Fort Frances Mayor Glenn Witherspoon said about a dozen municipal treasurers from across the province are slated to meet with the province Friday in Toronto to compare calculations.
From there, they hope to come up with exact figures so municipalities can work on their 1998 budgets.
This move came out of meetings in Toronto last week after members of the two transition teams charged the figures released earlier by the province were inaccurate.
“We refused those figures,” Mayor Witherspoon noted, adding team members wanted to show the province calculations done by their own people.
“These should be the exact figures,” he argued.
Mayor Witherspoon recommended the treasurers of either Dryden or Chapple attend from Northwestern Ontario.

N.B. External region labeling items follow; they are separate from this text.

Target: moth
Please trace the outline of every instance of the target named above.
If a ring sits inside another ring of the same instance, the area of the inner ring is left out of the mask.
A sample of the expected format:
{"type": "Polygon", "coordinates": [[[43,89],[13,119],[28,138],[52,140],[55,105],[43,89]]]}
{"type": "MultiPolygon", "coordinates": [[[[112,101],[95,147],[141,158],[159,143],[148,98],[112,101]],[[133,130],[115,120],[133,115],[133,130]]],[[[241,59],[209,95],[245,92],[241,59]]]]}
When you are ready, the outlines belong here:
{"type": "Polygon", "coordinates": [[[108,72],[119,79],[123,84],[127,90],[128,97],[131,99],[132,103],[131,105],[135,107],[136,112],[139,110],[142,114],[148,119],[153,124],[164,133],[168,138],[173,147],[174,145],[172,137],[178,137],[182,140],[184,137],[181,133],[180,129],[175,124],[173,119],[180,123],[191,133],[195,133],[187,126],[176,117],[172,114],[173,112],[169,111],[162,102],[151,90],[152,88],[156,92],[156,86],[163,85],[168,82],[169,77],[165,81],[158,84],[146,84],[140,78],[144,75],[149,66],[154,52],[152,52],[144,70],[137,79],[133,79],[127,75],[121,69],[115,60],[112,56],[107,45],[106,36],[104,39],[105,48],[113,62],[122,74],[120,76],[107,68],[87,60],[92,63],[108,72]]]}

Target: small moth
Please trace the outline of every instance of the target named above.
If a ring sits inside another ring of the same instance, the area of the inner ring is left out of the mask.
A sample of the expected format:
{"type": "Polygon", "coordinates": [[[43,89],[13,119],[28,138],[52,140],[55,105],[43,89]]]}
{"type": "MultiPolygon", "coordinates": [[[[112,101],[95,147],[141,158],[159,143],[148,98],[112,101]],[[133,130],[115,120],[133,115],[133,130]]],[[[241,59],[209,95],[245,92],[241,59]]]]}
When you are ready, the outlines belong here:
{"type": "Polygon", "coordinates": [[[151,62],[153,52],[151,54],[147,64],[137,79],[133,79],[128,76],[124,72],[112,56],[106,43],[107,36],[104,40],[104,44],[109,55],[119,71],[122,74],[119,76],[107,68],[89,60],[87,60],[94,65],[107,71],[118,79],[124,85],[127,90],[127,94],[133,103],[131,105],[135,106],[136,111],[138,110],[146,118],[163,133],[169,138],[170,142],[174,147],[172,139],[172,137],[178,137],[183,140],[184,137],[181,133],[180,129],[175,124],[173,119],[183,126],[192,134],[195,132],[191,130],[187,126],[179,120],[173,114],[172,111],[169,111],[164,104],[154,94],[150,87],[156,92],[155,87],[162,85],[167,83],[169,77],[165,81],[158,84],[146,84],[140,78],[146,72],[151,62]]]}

Chapple clerk/treasurer Doris Dyson said she hadn’t heard about the meeting. And though he’s still waiting to see if he’s on the list, Dryden treasurer Paul Heayn is hoping to have a chance to show the ministry his own calculations—and challenge theirs.
“We’ve done our homework,” Heayn assured yesterday, noting he sent letters out to all the agencies to find out what sort of bills the town would be facing with the downloading of services come 1998.
About three-quarters of those agencies sent replies.
With those numbers, Heayn said Dryden is facing a deficit of $3.6 million—or a 75 percent increase in everybody’s taxes, which he assured wasn’t going to happen.
He also noted provincial calculations were a little light compared to what Dryden crunched. For all of Kenora District, the province calculated a $7.2-million deficit. But Heayn argued Kenora was 40 percent larger than Dryden, and that the two municipalities alone would surpass the $7.2 million.
“Unless they have a better crystal ball than we have, I can’t see where the difference is coming,” echoed Geraldton Mayor Michael Power, who was elected president of the Association of Municipalities of Ontario last week.
“I’m hoping that they are more correct," he added. "I’m expecting that they’re going to get more real with their numbers.”
Because of the recent amalgamation of four townships and the unincorporated area there, Mayor Power couldn’t say what the download would mean for Geraldton.
But what wasn’t factored into that equation was the $677 million lost in transfer payments. Power said municipalities still are expected to cut back 2.3 percent annually for three years to cope with that loss.
Power said there’s already been a recommendation that a new act be passed to entrench a $240 million Northern Development Investment Fund permanently into legislation.
With a lower industrial and commercial base, Power anticipated Northern Ontario communities would be dealt a hard blow by the downloading.
But he also said he had to accept Premier Mike Harris at face value when he told delegates at AMO’s annual meeting last week that the downloading would end up being cost-neutral.
“He has said that he would be satisfied . . . to hear things worked out by the year 2000,” Mayor Witherspoon noted.